The first 1/4 or so of the book is about the author and his life pre-trip - his relationship with the fiance, his fantastic job as a lobbyist and before that chief of staff to Governor Pete Wilson. I was really interested in that part and enjoyed it. Once he hit the road, it became a little more tedious for me. He and his brother spend an awful lot of time on the trip trying to get laid. I also expected more about the places they visited. I like a travel book to "take me there". He gives sort of brief descriptions of some of the places they visit, but I didn't really get a picture of what it's like to be there. I think he wanted to concentrate more on his relationship with his brother and his own internal journey, which would be cool, but he sort of gives that a gloss over too. There's no description of conversations he and his brother has or his own feelings, more just a conclusion that he and his brother really know each other now or he really appreciates what's real in life now. So, disappointing for me. There were some interesting parts and some thought-provoking passages. Like his strong belief that you shouldn't use guidebooks. I must admit that I'm addicted to Frommer's and shouldn't be so tied to it when travelling.

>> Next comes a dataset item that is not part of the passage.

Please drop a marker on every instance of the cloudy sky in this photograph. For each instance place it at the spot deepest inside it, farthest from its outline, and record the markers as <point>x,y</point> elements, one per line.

Now I've started a little light summer reading, a mystery by a local writer:

I also saw a film last night:

You've probably heard about this documentary - it's a film version of a slide show that Al Gore has been giving since he "lost" the election about global warming. My love of documentary is well-known around these parts, but even so, this is a good one. If you care about nature and our world at all, you should see this film. The case Gore makes for the damage that is being done to our planet and the effects of that damage is overwhelming. He uses chart after chart and stunning graphics to show the changes that have occurred in the last 50 or so years and where we'll be in the next 50 or so years. It's frightening. I saw some of the most provocative graphics in previews and wish I hadn't. If I saw them for the first time in the context of the film, I think I probably would have audibly gasped. It's not all bleak and hopeless, though. There's a piece toward the end where Gore recounts the amazing feats the American people have accomplished - it's a more stirring statement of patriotism than any waving flag or bumper sticker could ever hope to be. We can save our planet and its people. It only takes a little effort from each of us and the political will of our leaders.

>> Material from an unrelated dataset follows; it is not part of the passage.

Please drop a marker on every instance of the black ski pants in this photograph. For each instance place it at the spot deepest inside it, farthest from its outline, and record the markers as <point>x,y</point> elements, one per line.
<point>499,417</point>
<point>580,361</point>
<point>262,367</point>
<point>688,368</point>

I sewed together my June Mitred Square:

I'm not crazy about this one, but I think in context with all the other crazy colors it'll be fine. I think it's that baby colors square, especially in contrast with the bright colors of the rest of it. It seems too random. But it'll be fine in the end.

Thursday, June 15, 2006

Another Busy Week

I've had 3 weeks of constant busy-ness at work, which hopefully is wrapping up today. I've had a bit of time to read some blogs, but I'm behind again. I always have a difficult time trying to decide whether to blog myself or read other people's blogs, when time is limited.

I had a great time with Chris KIPing on WWKIP Day. I started work on a June Project Spectrum project, the Ruffles scarf in the Debbie Bliss Pure Silk:

I didn't get that all done on Saturday - I also worked on it at my knitting group last night. It's pretty gray today, so the flash went off and overexposed it a bit, but it is a very pretty color of blue and the silk is heavenly soft to work with. You may be able ot see that it's already got a soft halo of fuzz around it - it's going to look worn pretty darn quick. The stitches are also uneven because this is all short rows, so they get stretched a bit with the wrapping and such. I'll definitely finish it up and wear it though - it'll feel so nice around my neck!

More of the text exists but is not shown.